Public hospital in Ontario, Canada

Southlake Regional Health Centre, formerly known as York County Hospital, is a hospital located in Newmarket, Ontario, Canada. Through various expansions during its history, it has grown into a university-affiliated teaching and research facility, specifically offering advanced cardiac, cancer, and thoracic care.

==Overview==

Southlake Regional Health Centre is a full-service hospital with a regional focus.

Southlake offers over 400 patient beds and accommodates more than 90,000 visits to the Emergency Department, 22,000 in-patient admissions, and 600,000 out-patient visits each year.

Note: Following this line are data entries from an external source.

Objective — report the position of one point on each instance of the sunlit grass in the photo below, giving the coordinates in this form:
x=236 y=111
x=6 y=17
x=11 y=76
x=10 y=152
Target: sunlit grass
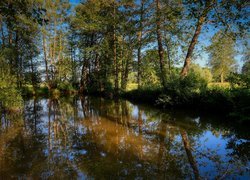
x=225 y=85
x=132 y=86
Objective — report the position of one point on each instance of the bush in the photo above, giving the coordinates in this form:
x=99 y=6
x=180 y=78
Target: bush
x=239 y=80
x=182 y=91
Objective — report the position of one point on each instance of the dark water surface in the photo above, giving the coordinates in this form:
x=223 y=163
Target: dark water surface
x=96 y=138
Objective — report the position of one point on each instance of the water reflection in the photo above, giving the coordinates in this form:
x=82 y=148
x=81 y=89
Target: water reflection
x=92 y=137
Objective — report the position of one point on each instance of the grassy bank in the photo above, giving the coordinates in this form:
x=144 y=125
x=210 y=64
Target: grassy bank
x=214 y=98
x=235 y=103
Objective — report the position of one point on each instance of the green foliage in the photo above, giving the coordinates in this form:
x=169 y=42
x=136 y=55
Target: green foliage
x=10 y=97
x=222 y=55
x=182 y=91
x=239 y=80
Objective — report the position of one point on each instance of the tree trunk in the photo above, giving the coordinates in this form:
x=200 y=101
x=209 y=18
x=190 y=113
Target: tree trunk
x=160 y=46
x=115 y=55
x=201 y=20
x=45 y=60
x=189 y=154
x=187 y=61
x=222 y=77
x=83 y=75
x=140 y=45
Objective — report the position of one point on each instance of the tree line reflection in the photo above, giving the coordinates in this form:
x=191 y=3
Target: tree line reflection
x=94 y=137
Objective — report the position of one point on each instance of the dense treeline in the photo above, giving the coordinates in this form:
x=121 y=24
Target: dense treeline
x=105 y=46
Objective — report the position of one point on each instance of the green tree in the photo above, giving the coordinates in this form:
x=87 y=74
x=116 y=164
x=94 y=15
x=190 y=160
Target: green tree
x=222 y=54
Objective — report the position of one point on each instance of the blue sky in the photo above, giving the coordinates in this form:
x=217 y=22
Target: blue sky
x=204 y=39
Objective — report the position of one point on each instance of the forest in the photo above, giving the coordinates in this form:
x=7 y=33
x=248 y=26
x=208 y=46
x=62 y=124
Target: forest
x=124 y=89
x=145 y=50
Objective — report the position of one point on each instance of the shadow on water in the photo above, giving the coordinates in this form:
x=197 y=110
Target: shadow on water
x=93 y=137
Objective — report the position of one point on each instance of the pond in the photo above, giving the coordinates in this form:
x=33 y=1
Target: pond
x=88 y=137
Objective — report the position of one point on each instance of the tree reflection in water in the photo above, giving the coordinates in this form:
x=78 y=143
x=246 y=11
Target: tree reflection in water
x=93 y=137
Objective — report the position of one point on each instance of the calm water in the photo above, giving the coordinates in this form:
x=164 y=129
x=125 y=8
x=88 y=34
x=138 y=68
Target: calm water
x=95 y=138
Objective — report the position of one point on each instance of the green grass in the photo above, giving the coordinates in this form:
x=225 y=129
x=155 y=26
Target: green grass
x=132 y=86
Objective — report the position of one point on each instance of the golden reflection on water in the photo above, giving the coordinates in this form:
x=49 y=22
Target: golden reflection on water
x=92 y=137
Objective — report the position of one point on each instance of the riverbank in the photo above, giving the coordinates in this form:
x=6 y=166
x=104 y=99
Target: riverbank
x=234 y=103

Southlake employs a team of more than 3000, including over 540 physicians. In addition, there are 900 volunteers. Registered nurses and respiratory therapists are represented by the Ontario Nurses' Association Local 124.

==History==
The hospital was founded on August 22, 1922, when the province granted a Charter of Incorporation for the York County Hospital Corporation. York County Hospital became a public hospital in 1924. In 1927, the new hospital building was completed by the architects Craig and Madill. In 1946, the Margaret Johnson Davis Wing opened with 55 beds. In 1956, the South Wing opened and a six-storey tower opened in 1964. Capacity was increased to 420 beds with the opening of the East Wing in 1976. On September 12, 1998, the name of the hospital was changed from York County Hospital to the present name. In 1999, a project to further expand the hospital was begun.

In October 2015, Southlake Regional Health Centre was once again named one of Greater Toronto's Top 100 Employers by a company named Mediacorp Canada Inc., and published by the Toronto Star.

The hospital is connected to the Southlake Regional Cancer Centre to its west and to a Medical Arts building by an arch bridge to its north, occupied principally by the University of Toronto's Family Medicine Teaching Unit and other health services. The Stronach Regional Cancer Centre is partnered with Princess Margaret Hospital.

==Teaching and research==

The hospital has become a research and teaching facility through its relationships with the University of Toronto, York University, McMaster University, as well as Princess Margaret Hospital. Currently, the hospital is averaging more than 6000 medical training days per year, which is approximately triple its numbers in 2008.